"In 2014, 'Scientific American' published a short but ominous article titled 'Only 60 Years Left of Farming if Soil Degradation Continues.' Similar claims popped up in the 'Guardian' in 2019 and in the BBC in 2024.
"The BBC article ... proclaims that the world’s poorest areas already 'have zero harvests left. ... But the claim that earth has a small number of agricultural harvests remaining is unfounded. In 2021, the data scientist Hannah Ritchie busted the myth for 'Our World in Data.' Not only could Ritchie find no existing scientific citation for the claim, she found that such a claim could not possibly be defended. ...
"The claims about soil degradation would not be the first time the media has bombarded the general public with excessively bleak depictions of our agricultural future with little evidence. ... The problem is that this narrative isn’t just wrong; it is dangerous. The practices these food systems critique elevate will have worse impacts on climate, global food security, and the environment writ large.
"Although climate change may reduce agricultural productivity compared to a world without climate change, there is no reason to believe that its impact can’t be completely negated through technological progress. ...

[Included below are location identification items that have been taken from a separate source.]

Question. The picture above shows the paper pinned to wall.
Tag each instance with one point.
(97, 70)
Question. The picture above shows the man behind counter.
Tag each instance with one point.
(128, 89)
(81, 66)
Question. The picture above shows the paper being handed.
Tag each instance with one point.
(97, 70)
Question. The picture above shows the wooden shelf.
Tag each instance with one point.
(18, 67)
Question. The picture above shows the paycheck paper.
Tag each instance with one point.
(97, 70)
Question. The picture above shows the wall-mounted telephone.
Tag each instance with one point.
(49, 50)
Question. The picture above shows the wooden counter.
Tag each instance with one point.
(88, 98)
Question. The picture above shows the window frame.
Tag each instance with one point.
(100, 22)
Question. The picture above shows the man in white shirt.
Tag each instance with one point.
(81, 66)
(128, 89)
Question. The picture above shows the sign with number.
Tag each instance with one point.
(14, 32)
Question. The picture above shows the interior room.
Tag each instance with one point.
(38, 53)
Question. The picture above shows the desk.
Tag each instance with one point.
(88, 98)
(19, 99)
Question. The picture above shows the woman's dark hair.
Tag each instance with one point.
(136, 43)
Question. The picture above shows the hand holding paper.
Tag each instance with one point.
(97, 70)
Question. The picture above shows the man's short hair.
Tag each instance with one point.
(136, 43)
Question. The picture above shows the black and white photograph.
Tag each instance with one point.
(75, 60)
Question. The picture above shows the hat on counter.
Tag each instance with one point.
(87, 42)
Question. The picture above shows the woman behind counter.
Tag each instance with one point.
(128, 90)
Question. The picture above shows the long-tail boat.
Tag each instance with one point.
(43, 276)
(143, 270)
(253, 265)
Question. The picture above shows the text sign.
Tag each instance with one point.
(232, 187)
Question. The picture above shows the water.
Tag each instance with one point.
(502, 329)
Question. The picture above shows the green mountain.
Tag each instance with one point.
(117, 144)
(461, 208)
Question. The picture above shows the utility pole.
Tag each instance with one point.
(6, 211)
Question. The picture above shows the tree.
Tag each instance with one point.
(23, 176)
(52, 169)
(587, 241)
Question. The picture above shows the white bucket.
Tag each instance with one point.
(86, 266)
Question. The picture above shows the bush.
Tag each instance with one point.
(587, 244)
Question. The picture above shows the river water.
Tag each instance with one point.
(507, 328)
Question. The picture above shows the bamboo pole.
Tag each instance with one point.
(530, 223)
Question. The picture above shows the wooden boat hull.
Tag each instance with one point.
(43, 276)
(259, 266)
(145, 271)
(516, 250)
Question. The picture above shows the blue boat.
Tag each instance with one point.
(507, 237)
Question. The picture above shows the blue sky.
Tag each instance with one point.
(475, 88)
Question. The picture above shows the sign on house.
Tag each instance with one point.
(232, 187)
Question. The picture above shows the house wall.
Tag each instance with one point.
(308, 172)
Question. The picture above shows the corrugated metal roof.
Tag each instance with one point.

"Most studies ... tend to find that, on a global level, climate and CO2 changes are detrimental to yields. Even so, climate change’s detrimental effects pale in comparison to the overall productivity growth caused by technological and practical advances in agricultural production. ...

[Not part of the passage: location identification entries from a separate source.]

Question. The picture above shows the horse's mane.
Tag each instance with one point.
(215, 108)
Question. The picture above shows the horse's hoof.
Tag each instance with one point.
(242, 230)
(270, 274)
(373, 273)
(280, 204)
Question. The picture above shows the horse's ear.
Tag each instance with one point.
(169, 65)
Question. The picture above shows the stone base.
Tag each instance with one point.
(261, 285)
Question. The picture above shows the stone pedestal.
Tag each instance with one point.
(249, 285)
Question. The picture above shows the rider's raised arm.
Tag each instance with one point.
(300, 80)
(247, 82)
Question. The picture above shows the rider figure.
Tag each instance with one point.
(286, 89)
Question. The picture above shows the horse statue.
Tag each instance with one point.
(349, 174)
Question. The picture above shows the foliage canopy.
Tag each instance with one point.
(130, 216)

"[T]he past half-century has seen about 1 degree Celsius in global warming. And yet, global agricultural output has increased almost four-fold over the same period. This increase in agricultural output is responsible for the prevention of g more than 3 billion hectares of land being converted to agricultural land—about a quarter of the world’s total arable land.
"These yield gains saved lives. We’ve seen a steady decline in hunger over the past five decades, despite an uptick in the past few years due to conflict, the COVID-19 pandemic, and, to be sure, extreme weather impacts. For example, the amount of calories produced per person globally has increased by a quarter since 1970, despite the world population more than doubling.

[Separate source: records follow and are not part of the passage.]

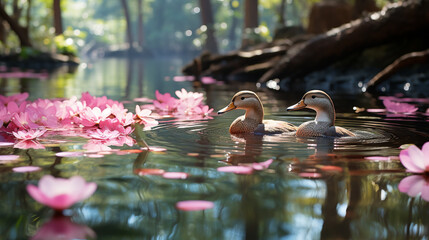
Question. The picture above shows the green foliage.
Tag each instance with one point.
(27, 52)
(65, 45)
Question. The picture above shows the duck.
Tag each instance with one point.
(253, 120)
(324, 123)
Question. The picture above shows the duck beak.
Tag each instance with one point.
(298, 106)
(228, 108)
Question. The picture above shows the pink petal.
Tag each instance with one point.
(69, 154)
(154, 149)
(236, 169)
(376, 110)
(310, 175)
(425, 151)
(425, 192)
(8, 157)
(378, 158)
(408, 162)
(194, 205)
(149, 171)
(175, 175)
(6, 144)
(407, 183)
(26, 169)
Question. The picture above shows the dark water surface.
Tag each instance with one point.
(318, 188)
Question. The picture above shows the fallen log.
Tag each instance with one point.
(223, 65)
(402, 62)
(395, 20)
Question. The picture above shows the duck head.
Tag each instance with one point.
(320, 102)
(246, 100)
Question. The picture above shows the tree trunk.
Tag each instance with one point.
(128, 22)
(282, 11)
(140, 23)
(251, 21)
(58, 21)
(21, 31)
(233, 25)
(395, 21)
(207, 20)
(402, 62)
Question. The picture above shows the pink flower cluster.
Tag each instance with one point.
(100, 117)
(188, 105)
(416, 160)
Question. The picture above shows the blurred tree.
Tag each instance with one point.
(251, 23)
(13, 19)
(58, 20)
(128, 21)
(140, 23)
(207, 21)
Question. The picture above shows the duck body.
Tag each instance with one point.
(324, 123)
(253, 120)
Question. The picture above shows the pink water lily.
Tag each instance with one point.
(29, 134)
(414, 159)
(27, 144)
(104, 134)
(415, 185)
(144, 117)
(60, 193)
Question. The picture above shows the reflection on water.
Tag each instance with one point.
(315, 188)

"Increased agricultural yields, which came despite a changing climate, were due to technological advances. These include synthetic fertilizers, modern pesticides, fungicides, and herbicides; fossil-powered mechanical equipment; expansive irrigation systems; advanced breeding, including genetic modification; confined animal feeding; and many other technologies, drove the incredible yield growth in both staple and specialty crops, and the massive leaps forward in livestock production. And there is no reason to believe, as BTI’s Patrick Brown, Emma Kovak, and I argued in 2023, that technological and socioeconomic factors will suddenly stop impacting agricultural yields. ....
"There is a deep irony [then] to how critics of the world’s food systems use the supposed impacts of climate change on agricultural yields to advocate for their preferred alternatives—alternatives that are proven to have negative impacts on crop and livestock yields ... [A] global switch to organic or regenerative agriculture by 2050 would have a worse impact on food security, the farm economy, and political stability than climate change, especially when modellers account for technological change. ...
"In practice, we already have examples of what might happen if the organic advocates won the agricultural transformation they dream of. In 2022, Sri Lanka decided to ban the sale and use of synthetic fertilisers at the behest of advocates such as Vandana Shiva. The ensuing months saw failing crop yields, skyrocketing food prices, and ultimately, a public coup that forced out President Gotabaya Rajapaksa.
"To be sure, climate change will likely impact our food systems. Some prices will go up, some will go down. But, technological breakthroughs and the adoption of existing technologies will also impact our food systems for the better. Rejecting industrial agriculture would be a grave mistake."